Since the Prizefighter win, Brawley boxed twice more in 2009 defeating Daniel Thorpe in June, and Jason Nesbitt in October. His first fight of 2010 saw him defeat Arek Malek in January over 8 rounds in Glasgow followed by a trip to Huddersfield in March and a win over French fighter Sebastien Cornu.

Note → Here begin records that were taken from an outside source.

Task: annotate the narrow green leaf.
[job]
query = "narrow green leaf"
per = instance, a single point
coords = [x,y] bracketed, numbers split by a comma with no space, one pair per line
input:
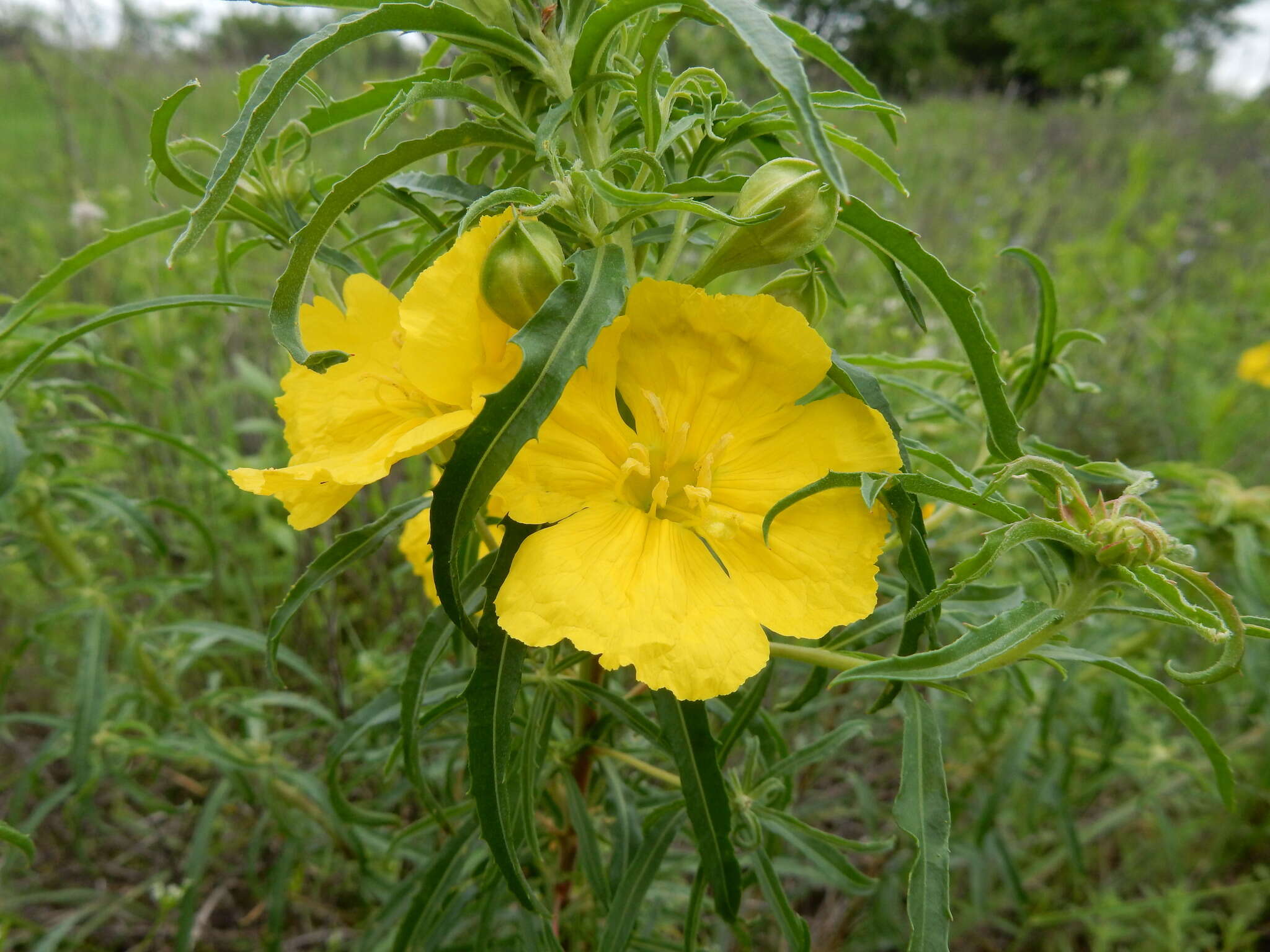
[901,244]
[687,734]
[619,706]
[429,891]
[497,200]
[791,926]
[18,839]
[113,316]
[1176,707]
[347,549]
[997,544]
[922,811]
[446,188]
[24,306]
[1047,325]
[779,58]
[556,343]
[751,702]
[195,865]
[91,677]
[822,50]
[13,451]
[824,851]
[287,70]
[659,831]
[384,708]
[817,751]
[285,307]
[491,697]
[1005,639]
[427,648]
[588,840]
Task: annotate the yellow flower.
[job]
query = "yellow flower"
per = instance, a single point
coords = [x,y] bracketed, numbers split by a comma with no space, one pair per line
[657,558]
[1255,364]
[418,374]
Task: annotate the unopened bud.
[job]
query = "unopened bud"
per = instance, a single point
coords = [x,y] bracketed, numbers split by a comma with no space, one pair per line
[523,266]
[801,289]
[810,207]
[1128,541]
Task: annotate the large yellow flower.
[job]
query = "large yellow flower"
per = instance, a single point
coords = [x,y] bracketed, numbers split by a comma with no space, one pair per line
[657,558]
[1255,364]
[418,374]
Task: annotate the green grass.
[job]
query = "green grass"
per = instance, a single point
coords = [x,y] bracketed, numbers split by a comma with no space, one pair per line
[1085,818]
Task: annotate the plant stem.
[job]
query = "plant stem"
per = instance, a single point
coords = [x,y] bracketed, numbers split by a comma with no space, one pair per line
[643,765]
[818,656]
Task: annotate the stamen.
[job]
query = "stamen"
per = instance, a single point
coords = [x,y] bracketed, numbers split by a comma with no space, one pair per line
[705,471]
[699,496]
[660,494]
[676,444]
[658,410]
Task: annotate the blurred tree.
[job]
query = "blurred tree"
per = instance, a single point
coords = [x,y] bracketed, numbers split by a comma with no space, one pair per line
[1034,47]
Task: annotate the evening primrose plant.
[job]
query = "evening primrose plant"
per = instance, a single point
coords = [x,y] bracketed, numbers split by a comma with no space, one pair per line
[658,518]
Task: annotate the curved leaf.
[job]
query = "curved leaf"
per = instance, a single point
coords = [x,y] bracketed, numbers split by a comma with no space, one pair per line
[1176,706]
[491,697]
[346,550]
[556,343]
[1005,639]
[659,831]
[922,811]
[901,244]
[1047,325]
[287,70]
[112,240]
[115,315]
[687,734]
[285,309]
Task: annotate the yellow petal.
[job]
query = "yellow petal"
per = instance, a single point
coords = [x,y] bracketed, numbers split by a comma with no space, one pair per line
[414,545]
[714,361]
[347,427]
[637,591]
[577,456]
[775,455]
[310,499]
[1255,364]
[455,348]
[819,569]
[314,491]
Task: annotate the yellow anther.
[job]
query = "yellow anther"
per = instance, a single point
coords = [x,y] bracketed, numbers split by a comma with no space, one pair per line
[676,444]
[658,410]
[699,496]
[705,471]
[660,494]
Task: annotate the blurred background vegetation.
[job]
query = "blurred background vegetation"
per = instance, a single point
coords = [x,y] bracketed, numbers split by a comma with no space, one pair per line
[1083,821]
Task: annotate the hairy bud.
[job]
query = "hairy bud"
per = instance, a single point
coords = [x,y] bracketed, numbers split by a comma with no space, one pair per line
[523,266]
[1129,541]
[801,289]
[810,207]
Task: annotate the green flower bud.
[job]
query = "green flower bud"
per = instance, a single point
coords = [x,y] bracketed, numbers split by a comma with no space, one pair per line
[523,266]
[801,289]
[810,209]
[1128,541]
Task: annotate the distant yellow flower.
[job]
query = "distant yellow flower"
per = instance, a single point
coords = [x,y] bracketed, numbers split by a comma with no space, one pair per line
[657,558]
[1255,364]
[418,374]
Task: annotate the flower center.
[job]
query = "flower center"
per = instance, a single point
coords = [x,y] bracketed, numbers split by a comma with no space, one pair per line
[659,479]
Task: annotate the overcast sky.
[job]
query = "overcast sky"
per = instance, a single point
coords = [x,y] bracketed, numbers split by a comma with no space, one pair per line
[1242,65]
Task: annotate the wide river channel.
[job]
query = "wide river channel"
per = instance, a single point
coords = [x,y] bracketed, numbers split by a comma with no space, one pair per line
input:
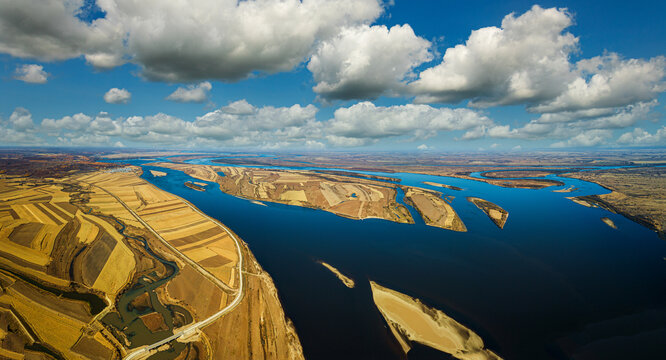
[555,283]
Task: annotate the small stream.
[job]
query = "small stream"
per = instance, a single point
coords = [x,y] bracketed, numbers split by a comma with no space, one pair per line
[127,318]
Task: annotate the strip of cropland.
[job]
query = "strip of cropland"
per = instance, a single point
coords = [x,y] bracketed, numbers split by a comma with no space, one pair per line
[233,301]
[350,197]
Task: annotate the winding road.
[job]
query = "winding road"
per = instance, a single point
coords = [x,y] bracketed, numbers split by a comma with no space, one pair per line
[191,329]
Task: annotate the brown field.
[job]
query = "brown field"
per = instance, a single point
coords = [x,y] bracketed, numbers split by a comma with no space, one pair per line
[494,212]
[355,198]
[410,320]
[609,222]
[157,173]
[434,210]
[154,322]
[257,328]
[637,193]
[516,173]
[450,187]
[349,282]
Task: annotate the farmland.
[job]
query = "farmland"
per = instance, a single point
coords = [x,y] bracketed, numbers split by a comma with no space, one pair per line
[354,198]
[96,263]
[435,210]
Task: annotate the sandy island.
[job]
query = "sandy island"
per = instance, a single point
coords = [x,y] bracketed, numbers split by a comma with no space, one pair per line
[156,173]
[410,320]
[494,212]
[450,187]
[345,280]
[194,186]
[609,222]
[569,189]
[434,210]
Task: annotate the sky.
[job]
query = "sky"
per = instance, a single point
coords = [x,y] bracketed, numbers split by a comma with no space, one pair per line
[400,75]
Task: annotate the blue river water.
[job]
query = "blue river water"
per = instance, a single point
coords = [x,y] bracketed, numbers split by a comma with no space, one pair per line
[555,283]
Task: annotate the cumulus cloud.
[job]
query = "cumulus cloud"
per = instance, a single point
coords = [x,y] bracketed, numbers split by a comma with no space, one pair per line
[175,41]
[191,93]
[525,60]
[21,120]
[31,73]
[18,129]
[609,81]
[50,30]
[574,126]
[237,124]
[75,122]
[117,96]
[586,139]
[365,61]
[641,137]
[366,121]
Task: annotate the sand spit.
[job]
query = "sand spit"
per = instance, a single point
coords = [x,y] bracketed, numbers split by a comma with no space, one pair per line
[434,210]
[350,197]
[609,222]
[569,189]
[156,173]
[345,280]
[450,187]
[410,320]
[580,201]
[494,212]
[194,186]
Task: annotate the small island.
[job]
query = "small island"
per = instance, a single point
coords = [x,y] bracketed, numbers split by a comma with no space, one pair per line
[345,280]
[609,222]
[434,210]
[494,212]
[156,173]
[411,320]
[450,187]
[194,186]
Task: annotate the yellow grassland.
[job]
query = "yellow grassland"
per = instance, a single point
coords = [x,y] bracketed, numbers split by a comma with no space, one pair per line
[87,231]
[188,231]
[7,354]
[54,328]
[342,195]
[411,320]
[117,271]
[434,210]
[349,282]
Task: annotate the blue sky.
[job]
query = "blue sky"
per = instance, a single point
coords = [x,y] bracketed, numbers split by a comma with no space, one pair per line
[335,74]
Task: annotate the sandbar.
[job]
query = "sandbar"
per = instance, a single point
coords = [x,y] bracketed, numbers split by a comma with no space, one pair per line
[345,280]
[411,320]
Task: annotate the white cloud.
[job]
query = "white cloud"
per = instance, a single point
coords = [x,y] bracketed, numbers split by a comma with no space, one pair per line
[117,96]
[365,120]
[607,82]
[192,93]
[568,125]
[526,60]
[586,139]
[49,30]
[31,73]
[365,61]
[175,41]
[18,129]
[343,141]
[21,120]
[74,122]
[641,137]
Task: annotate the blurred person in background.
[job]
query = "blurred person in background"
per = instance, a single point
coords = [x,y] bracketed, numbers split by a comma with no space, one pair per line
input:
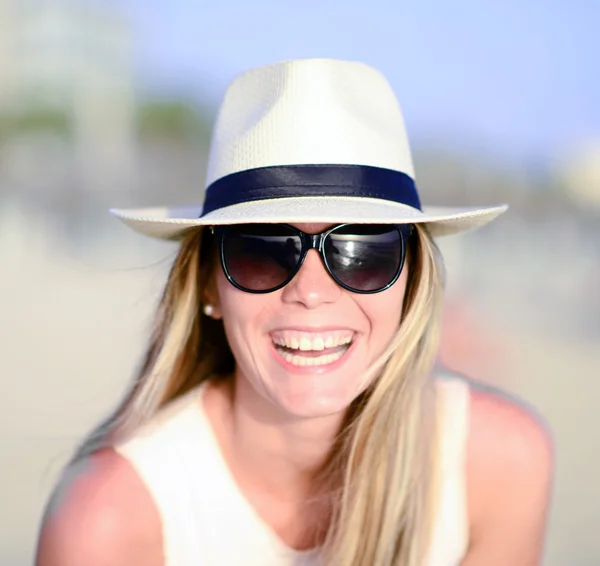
[287,411]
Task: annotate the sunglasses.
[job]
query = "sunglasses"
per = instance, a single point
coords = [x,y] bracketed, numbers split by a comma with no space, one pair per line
[362,258]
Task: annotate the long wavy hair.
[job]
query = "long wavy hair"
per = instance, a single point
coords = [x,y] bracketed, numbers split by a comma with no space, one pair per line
[381,473]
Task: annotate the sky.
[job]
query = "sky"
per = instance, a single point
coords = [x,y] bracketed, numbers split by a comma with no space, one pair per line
[513,77]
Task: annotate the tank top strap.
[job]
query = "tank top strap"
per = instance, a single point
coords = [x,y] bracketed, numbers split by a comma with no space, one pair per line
[451,529]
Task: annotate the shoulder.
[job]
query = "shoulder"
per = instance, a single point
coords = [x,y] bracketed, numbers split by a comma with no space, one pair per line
[100,514]
[507,437]
[509,465]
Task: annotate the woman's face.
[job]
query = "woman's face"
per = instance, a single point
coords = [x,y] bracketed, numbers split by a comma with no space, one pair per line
[306,349]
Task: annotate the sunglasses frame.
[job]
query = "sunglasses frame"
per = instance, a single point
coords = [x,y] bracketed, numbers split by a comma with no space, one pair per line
[314,241]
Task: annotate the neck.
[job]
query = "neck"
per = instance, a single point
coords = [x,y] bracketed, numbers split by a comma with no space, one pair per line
[276,453]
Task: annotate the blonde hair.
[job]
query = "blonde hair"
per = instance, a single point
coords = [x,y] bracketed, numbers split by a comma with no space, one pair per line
[381,471]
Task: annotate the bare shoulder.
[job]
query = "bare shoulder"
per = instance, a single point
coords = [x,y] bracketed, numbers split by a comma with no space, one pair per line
[506,436]
[100,514]
[510,461]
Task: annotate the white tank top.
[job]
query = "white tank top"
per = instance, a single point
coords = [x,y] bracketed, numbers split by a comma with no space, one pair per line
[206,519]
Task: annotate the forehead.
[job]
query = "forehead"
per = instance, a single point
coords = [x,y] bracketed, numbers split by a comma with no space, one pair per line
[313,227]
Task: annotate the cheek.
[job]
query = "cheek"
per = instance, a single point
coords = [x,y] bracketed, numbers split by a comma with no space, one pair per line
[384,311]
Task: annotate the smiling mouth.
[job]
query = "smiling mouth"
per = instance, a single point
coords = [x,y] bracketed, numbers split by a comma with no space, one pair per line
[312,349]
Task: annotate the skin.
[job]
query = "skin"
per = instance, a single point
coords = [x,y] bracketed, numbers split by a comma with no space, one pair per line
[275,427]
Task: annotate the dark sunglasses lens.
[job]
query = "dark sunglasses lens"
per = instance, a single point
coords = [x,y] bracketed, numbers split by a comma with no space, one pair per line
[260,257]
[365,257]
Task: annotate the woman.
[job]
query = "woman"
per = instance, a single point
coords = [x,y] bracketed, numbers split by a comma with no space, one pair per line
[287,412]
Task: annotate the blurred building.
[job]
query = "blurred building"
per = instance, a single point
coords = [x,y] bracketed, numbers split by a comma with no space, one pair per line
[66,68]
[580,176]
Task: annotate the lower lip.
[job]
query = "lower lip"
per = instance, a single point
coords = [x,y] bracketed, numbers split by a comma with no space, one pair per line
[313,369]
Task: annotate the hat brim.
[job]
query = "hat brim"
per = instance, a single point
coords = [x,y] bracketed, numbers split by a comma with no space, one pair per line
[172,223]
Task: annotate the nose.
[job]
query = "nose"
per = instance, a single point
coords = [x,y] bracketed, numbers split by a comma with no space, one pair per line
[312,286]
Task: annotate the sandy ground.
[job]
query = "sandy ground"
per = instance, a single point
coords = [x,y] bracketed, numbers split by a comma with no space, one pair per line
[73,324]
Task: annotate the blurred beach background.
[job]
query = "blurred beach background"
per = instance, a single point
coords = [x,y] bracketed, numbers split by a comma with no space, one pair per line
[110,104]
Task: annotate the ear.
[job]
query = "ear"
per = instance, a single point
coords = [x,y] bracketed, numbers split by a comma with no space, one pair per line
[210,298]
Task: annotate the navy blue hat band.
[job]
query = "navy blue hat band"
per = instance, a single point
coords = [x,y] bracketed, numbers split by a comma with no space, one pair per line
[311,180]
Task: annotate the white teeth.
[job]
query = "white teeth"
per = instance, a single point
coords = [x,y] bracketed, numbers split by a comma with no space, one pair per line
[310,341]
[305,361]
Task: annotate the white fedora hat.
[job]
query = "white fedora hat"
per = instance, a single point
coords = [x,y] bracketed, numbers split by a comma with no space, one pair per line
[314,140]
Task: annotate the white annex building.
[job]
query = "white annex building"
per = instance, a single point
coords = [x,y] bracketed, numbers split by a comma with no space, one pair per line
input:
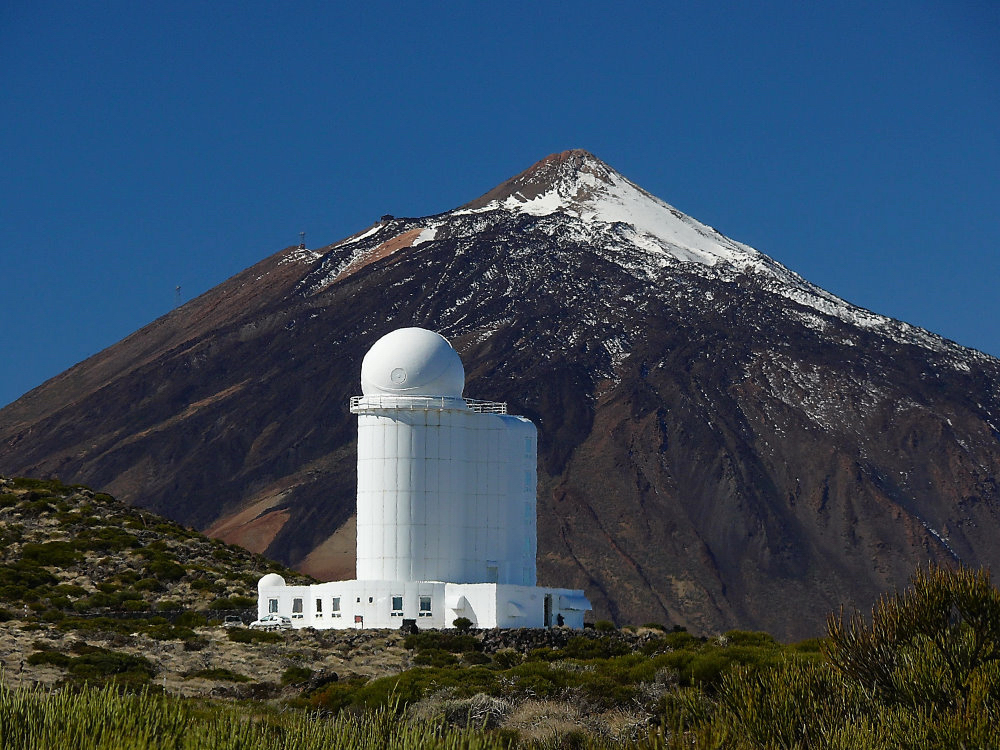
[446,507]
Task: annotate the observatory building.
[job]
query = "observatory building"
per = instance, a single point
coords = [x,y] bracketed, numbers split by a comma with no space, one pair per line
[446,506]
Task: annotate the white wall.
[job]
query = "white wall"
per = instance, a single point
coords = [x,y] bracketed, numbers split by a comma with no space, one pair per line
[486,605]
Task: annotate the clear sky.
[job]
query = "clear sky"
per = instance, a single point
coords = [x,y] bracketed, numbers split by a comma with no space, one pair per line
[145,146]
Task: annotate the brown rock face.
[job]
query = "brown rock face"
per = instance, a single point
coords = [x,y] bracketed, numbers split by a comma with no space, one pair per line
[721,444]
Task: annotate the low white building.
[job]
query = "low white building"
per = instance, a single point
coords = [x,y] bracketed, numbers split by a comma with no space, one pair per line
[446,506]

===Scottish title challenge===
On 24 January 2011 Brawley challenged Stuart Green for the Scottish Area light-welterweight title at the Radisson Hotel in Glasgow, losing for the first time 96-95 over ten rounds. Speaking of his first defeat Brawley said "You don’t enjoy a fight when you get beaten – especially when you’ve only got yourself to blame". He added "I let myself get suckered into fighting on Green’s terms and ended up in a battle when I should just have concentrated on my boxing abilities".